# Partyspiele für den PC?



## Herbboy (18. November 2011)

*Partyspiele für den PC?*

Gibt es eigentlich Partyspiele für den PC, vielleicht sogar Freeware? Also, etwas, das echt jeder Doof ohne Übung bewerkstelligen kann, ohne erst eine Steuerung lernen zu müssen, der der einer mit mehr Übung einen deutlichen Vorteil hat. Es kann auch etwas Quizartiges sein. Gamepads wären zwei Stück vorhanden.


----------



## Eol_Ruin (18. November 2011)

Also meine Lieblings "Party-Spiele" waren immer die *You don't know Jack* Spiele.
So viel gelacht und geflucht hab ich selten.
Allerdings spielt man die maximal zu dritt. Bei mehr Leuten heißts also abwechseln oder im Team spielen.

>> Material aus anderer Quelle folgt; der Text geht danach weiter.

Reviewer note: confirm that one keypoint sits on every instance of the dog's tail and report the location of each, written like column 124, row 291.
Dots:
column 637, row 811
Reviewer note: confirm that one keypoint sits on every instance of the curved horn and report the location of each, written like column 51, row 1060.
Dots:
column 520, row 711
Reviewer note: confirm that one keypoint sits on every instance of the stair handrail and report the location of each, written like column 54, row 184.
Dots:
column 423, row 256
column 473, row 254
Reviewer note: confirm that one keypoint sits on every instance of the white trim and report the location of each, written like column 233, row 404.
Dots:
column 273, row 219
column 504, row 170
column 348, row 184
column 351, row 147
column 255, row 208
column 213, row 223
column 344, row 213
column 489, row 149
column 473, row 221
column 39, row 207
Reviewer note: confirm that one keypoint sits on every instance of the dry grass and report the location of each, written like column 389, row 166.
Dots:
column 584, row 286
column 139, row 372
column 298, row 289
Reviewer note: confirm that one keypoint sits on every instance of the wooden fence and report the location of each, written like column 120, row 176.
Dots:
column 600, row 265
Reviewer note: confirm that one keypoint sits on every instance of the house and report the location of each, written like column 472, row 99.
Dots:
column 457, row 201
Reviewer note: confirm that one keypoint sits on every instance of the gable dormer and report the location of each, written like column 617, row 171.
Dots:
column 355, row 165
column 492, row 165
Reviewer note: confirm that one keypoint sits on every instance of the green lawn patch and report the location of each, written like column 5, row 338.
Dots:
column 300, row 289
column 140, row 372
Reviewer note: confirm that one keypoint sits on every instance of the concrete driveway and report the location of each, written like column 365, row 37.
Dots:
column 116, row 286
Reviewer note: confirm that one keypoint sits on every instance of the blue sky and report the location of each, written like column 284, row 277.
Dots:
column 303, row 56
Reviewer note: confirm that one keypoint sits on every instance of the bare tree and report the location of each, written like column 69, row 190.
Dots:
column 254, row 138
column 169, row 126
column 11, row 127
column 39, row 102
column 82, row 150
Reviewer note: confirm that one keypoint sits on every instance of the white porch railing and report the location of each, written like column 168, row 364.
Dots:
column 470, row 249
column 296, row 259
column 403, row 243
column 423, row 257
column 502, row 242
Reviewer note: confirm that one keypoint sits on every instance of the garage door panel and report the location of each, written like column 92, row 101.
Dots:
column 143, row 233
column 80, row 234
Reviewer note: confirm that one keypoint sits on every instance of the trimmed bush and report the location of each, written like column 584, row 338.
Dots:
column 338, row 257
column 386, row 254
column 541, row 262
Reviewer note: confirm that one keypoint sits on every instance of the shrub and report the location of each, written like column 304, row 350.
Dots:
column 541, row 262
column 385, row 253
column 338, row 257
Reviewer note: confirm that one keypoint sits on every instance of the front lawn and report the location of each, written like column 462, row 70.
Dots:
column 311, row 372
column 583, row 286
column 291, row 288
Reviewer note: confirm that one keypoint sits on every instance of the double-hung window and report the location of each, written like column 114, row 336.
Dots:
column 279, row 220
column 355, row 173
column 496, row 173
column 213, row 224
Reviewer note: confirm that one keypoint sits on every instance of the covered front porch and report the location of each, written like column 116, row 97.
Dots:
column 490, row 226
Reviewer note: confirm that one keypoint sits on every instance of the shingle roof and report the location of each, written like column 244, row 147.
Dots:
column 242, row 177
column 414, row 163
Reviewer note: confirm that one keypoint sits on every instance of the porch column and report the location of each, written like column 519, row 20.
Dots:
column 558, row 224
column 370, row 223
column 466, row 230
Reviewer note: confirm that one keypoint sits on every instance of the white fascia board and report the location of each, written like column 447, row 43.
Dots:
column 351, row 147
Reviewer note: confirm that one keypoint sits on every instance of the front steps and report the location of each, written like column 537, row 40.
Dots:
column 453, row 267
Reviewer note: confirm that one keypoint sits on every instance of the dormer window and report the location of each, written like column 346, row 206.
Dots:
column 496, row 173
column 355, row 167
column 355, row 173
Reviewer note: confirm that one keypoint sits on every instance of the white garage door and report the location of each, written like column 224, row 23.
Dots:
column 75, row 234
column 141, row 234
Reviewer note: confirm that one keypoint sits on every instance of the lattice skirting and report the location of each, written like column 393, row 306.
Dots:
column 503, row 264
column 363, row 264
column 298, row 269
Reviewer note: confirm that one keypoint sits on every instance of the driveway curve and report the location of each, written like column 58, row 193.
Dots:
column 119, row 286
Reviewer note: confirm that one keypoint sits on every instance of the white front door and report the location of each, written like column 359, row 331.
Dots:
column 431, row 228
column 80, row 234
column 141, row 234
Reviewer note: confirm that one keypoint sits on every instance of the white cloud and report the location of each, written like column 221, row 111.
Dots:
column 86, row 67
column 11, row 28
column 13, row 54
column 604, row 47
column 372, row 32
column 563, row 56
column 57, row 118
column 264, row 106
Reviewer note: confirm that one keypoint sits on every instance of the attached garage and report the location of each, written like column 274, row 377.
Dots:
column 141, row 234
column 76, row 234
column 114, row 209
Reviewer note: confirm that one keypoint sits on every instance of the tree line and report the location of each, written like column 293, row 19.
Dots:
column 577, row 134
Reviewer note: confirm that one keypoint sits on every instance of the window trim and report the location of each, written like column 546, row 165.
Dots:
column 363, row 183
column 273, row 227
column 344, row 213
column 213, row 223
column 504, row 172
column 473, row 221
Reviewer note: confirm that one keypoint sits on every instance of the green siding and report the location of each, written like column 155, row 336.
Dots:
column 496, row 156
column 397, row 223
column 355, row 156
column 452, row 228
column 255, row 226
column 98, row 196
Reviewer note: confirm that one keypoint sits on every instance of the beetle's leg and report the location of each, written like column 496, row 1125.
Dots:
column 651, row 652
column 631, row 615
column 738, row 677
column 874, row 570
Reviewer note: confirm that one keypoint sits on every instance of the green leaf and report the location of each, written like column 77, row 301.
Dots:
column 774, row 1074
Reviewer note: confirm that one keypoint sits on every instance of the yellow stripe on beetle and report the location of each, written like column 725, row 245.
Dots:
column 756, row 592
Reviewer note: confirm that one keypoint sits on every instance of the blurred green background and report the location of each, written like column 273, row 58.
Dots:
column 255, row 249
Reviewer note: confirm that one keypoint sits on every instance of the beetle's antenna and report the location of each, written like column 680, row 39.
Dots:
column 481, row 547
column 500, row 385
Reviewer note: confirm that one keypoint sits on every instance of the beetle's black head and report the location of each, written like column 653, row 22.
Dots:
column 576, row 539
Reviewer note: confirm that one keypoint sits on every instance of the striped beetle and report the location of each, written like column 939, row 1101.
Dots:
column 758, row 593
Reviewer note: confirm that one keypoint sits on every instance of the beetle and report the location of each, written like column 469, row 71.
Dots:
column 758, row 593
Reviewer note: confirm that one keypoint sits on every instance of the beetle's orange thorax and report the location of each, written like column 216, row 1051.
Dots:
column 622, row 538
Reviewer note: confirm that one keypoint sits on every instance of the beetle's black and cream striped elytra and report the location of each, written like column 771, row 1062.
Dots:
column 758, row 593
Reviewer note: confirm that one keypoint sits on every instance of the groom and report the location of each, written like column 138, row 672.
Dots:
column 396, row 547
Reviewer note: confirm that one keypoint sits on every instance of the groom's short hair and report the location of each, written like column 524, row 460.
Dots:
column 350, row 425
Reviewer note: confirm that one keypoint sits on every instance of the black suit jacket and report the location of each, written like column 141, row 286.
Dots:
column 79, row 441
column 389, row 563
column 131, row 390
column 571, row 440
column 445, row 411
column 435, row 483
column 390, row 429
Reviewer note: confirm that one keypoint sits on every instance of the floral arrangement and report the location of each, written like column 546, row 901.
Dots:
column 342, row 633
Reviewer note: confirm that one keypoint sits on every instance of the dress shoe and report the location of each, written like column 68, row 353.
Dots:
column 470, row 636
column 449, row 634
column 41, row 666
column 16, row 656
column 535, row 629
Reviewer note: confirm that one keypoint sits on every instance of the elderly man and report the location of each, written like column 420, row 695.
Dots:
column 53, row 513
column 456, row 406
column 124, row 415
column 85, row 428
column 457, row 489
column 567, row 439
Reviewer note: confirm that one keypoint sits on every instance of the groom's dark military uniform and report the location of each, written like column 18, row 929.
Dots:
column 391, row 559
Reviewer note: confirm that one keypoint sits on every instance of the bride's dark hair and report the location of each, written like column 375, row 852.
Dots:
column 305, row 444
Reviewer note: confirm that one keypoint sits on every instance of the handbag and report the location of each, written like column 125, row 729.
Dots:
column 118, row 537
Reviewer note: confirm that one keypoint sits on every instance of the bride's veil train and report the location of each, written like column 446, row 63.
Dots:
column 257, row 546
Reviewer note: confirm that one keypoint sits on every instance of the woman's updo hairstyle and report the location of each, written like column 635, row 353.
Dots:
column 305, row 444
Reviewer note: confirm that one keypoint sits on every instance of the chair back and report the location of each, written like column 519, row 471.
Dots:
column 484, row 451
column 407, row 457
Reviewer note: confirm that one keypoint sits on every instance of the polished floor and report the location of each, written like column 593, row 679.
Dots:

Was meine Kumpels und ich auch noch gern gespielt haben waren auf dem *Micro Machines* 1 & 2 auf dem Amiga.
Konnte man auch zu viert spielen auf EINER Tastatur  - war etwas eng aber lustig.
Die gibts ja auch für den PC - laufen mit DosBOX eigebtlich perfekt unter Win7.

Und natürlich *SNIPES *
Snipes (Computerspiel) – Wikipedia
Damit haben wir in der Schule anno 1989 STUNDEN verbracht.
Allerdings braucht dafür jeder einen eigenen Rechner - und obs mit aktuellen Netzwerkprotokollen noch läuft ist mir auch nicht bekannt.


----------



## Enisra (19. November 2011)

Worms z.B.
Es gibt einen Guitarhero teil oder Audiosurf

Alternativ, die Idee hab ich aus nem Podcast von hier; so irgendein Spiel nehmen und dann sich selber so nen Hot-Seat Modus machen und bei Rennspielen halt die Zeiten schlagen


----------



## Herbboy (19. November 2011)

Danke, da ist aber leider nix dabei, außer You dont know Jack. zB Worms braucht schon zuviel Übung, bzw. wer das Spiel schon kennt hat einen zu großen Vorteil   gleiches gilt für Rennspiele. 

Ich MUSS auch keines finden, ich dachte nur, dass ich VIELLEICHT mal auf ner Party dann was da hätte, was man auch noch machen kann


----------



## svd (19. November 2011)

Gibt's nicht die "Raving Rabbids" Teile 1+2 für den PC?

Sicher, die Steuerung ist nicht so witzig wie auf Nintendos Wii, die Minispiele mitunter repetitiv, aber sie sind ja soo knuddelig. 

Und es gab mal was für MS DOS... lass mich überlegen... die "Geekwad" Serie! Kennt das noch wer? War auch eine bescheuerte Sammlung von Minispielen.

Sonst geht doch immer ein Bomberman Klon (wenn deine Gäste frustresistent sind) oder ein Blobby Volley oder Yeti Sports Turnier...

Während des Präsenzdienstes hatten die Penner oben im Büro auch stets eine "Deluxe Ski Jump 2.1" Weltmeisterschaft am Laufen.


----------